The trend of insurers, reinsurers, and ILS players increasing their interest in specialty business lines will likely “intensify” rate declines, and could leave those that lack discipline and underwriting knowledge in a compromising position, warns Keefe, Bruyette & Woods (KBW).
In an effort to navigate the softening reinsurance landscape and avoid the most competitive business lines, such as property catastrophe, re/insurers and also insurance-linked securities (ILS) players have increased their efforts in other, potentially more attractive business lines.

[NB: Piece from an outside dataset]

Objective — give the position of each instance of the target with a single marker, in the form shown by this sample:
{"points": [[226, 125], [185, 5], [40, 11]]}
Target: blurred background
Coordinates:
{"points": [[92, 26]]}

While it makes sense to pullback on unprofitable business lines during a soft market cycle and look to deploy capacity elsewhere, in less competitive and ultimately more profitable classes of business, current market conditions and trends suggest this could drive down rates even further.
“We expect the industry’s “mass migration” into specialty insurance and reinsurance lines to intensify rate decreases, and eventually convey some reserve surprises for re/insurers for whom underwriting newer lines like Casualty isn’t a core competency,” said KBW.
Fitch Ratings also noted this recently, saying that “In 1H16, premium rates for London market insurers continued to fall, particularly for marine and energy and for property lines. Some insurers have attempted to mitigate this by diversifying into specialty lines, where rates have held up better, but we believe this could lead to price falls in these lines as well.”
Along with reinsurers increasing their focus on specialty insurance lines and increasing capital in those areas of re/insurance, the ILS market is starting to expand into specialty lines of reinsurance, and also directly into primary commercial property business.
Suggesting that any increased profits achieved by reinsurers outside of the more competitive lines of business could be short lived, as ILS capacity filters into new areas, ultimately increasing capitalisation and fueling competition.
Ultimately, ILS players, like insurers and reinsurers are attempting to navigate the softening landscape and are looking for better returns, increased diversification and trying to get closer to the original source of risk, all of which should increase efficiency in a market with thinning margins.
But it’s important that both the ILS sector and reinsurers resist underwriting business for the sake of underwriting, gain a solid understanding of the risks they are participating in, and practice disciplined reserving and underwriting.
“Reinsurers’ reserve release ratios decelerated to a still-favourable 8.6% of earned premiums, aligning with persistent soft reinsurance pricing that typically translates into lower future reserve releases,” said KBW, in a recent report that recaps P&C insurance earnings during the second-quarter of 2016.
Although catastrophe losses increased during the first-half of 2016, generally, losses have been benign in recent times. A lack of large loss activity, low interest rates impacting the investment side of the balance sheet and the overall reduced profitability of the re/insurance sector, has seen some companies practice aggressive reserve releases to mask true underwriting gains and mitigate lower yields.
With reserves running thin and returns remaining low, there’s a real chance that re/insurers, and ILS players that enter new business lines in which they perhaps lack experience and underwriting prowess, could experience some “reserve surprises.”
It’s been reported throughout the softening market cycle that some re/insurers have lacked discipline with regards to underwriting, reserving and terms & conditions (T&C), in an effort to gain an edge on the expanding base of competition from both the traditional and alternative market participants.
This certainly isn’t the case for everyone, though, as reinsurers have also been seen to walk away from unattractively priced business and resisting any dangerous loosening of T&Cs at renewals.
At the same time, industry observers and experts have highlighted the discipline of the ILS space in more recent times as all aspects of the sector show a willingness to increase their understanding of the underlying exposures, and have also been seen to turn down business that is simply priced too low.
The softening landscape shows little sign of waning anytime soon, and absent a truly significant loss event, or an aggregation of medium sized events resulting in the removal of a substantial amount of capital from the sector (although some believe the volume of capital waiting to enter the space will limit any post-event price surge), discipline is going to remain essential in surviving the turmoil.
For ILS players looking to enter new business lines, it’s important to hire experienced underwriters that understand the risks, and the same goes for insurers and reinsurers.
When a major event does occur and the market begins to turn it’s likely that some companies will find themselves in extremely difficult positions, ultimately paying for ill disciplined underwriting and reserving during the softening market cycle.